Department of Veterans' Affairs
I still remember the day I joined, she was in drydock at the time but still you look up and there's this huge ship. When you consider it next to American ships it's tiny, however, pretty big to me. And we're in drydock, so we had to live on board, but you had to shower and use the ablutions ashore which was a bit of a pain, as you can imagine, because back in those days, we didn't have tanks that store all the grey water and black water, it just used to go over the side.
Now, people shock horror and things like that but back in those days, that is how it was done. The ships was actually designed in World War Two wasn't built until 55 and you can't change much of that, the plumbing and so forth without getting a new ship really. So while she was in drydock, you couldn't do that you had to go ashore and we used to have to live on the ship, doesn't matter.
The only reason you didn't is if you're married, and you could live off ship but if you're a single bloke like I was, you lived on the ship the whole time. She came out of drydock, we went to sea and once I got the hang of it, it was great and we did. she was always known as a bit of a jinx ship, you've probably heard about Melbourne, she unfortunately had two collisions back in 64 and 68 and a lot of people killed.
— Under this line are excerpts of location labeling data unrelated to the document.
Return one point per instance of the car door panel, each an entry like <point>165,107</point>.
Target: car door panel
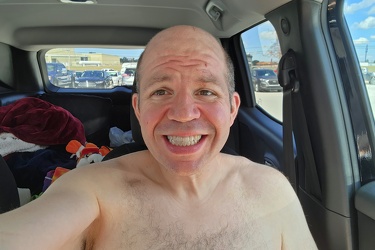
<point>261,137</point>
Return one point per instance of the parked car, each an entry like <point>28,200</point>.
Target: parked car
<point>116,77</point>
<point>265,80</point>
<point>94,79</point>
<point>332,108</point>
<point>58,74</point>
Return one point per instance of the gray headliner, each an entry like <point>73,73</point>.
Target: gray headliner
<point>37,24</point>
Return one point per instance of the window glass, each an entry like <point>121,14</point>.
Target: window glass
<point>360,19</point>
<point>263,54</point>
<point>94,68</point>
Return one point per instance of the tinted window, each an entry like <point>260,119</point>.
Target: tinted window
<point>78,60</point>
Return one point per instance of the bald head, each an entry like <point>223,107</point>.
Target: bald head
<point>183,40</point>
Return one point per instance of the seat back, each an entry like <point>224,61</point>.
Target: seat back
<point>9,197</point>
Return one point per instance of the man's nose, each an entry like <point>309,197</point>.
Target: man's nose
<point>183,108</point>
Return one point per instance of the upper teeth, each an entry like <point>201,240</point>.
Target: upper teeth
<point>184,141</point>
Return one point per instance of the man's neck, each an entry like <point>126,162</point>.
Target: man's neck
<point>198,186</point>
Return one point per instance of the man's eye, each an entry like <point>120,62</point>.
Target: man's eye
<point>205,92</point>
<point>160,92</point>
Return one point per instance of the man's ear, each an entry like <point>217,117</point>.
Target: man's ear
<point>135,104</point>
<point>236,101</point>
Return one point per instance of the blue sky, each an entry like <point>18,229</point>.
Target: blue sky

It has been proven that Melbourne was not at fault. The ships, the smaller ships drove straight underneath her, and you can't stop a carrier, so, but I thought immediately I thought, you know, I've really copped it here, I've got the crap job but I loved it, I absolutely loved it. The first sea posting, well, before you go to sea, before you deploy on a deployment, you have to do what's called workups and they prepare the ship for being at war.
So you'll have other ships to practice with, you'll have gunnery, and of course, we had aircraft. So we're launching aircraft all the time, you'd be doing it 24 hours a day because that's how you do it. And so you had to get used to the fact that you'd be you might be the flight deck medic, which we've rotated through that, but I did it many times. And you have to be awake for 24 hours. And if you grab a quick kip while you could, you're allowed to have someone wake you up so that the medic could watch every launch and landing.
Now the reason we did that was because if there was an accident, and there were a few on board, and you're the medic, and you see what happens, it does give that little bit more information as to what might have happened to the crew person that's been injured. If something crashes into the deck and just blows up and fire, well, you know, you're gonna have burns and so forth and you can quickly give first aid at a point before you can get them to the sickbay.
So you have to watch every take-off and landing and that can be quite can get boring, but it can get very exciting very quickly and it did several times that I was on board, had a couple of planes crash and bits come flying off and flying down the deck which is not a good thing. But after you've done your work and you've passed the test, you have a team come on, like you have to pass the test.
So doesn't matter who the captain is, there's a team that come on, and they just do everything and check every department. And so we're always training. Even when we'd finish that you go somewhere else and you're always training. They'd suddenly pull a drill, fire drill at midnight or something, that's not a nice thing, but they would do it because it happens, stuff happens and you can get caught.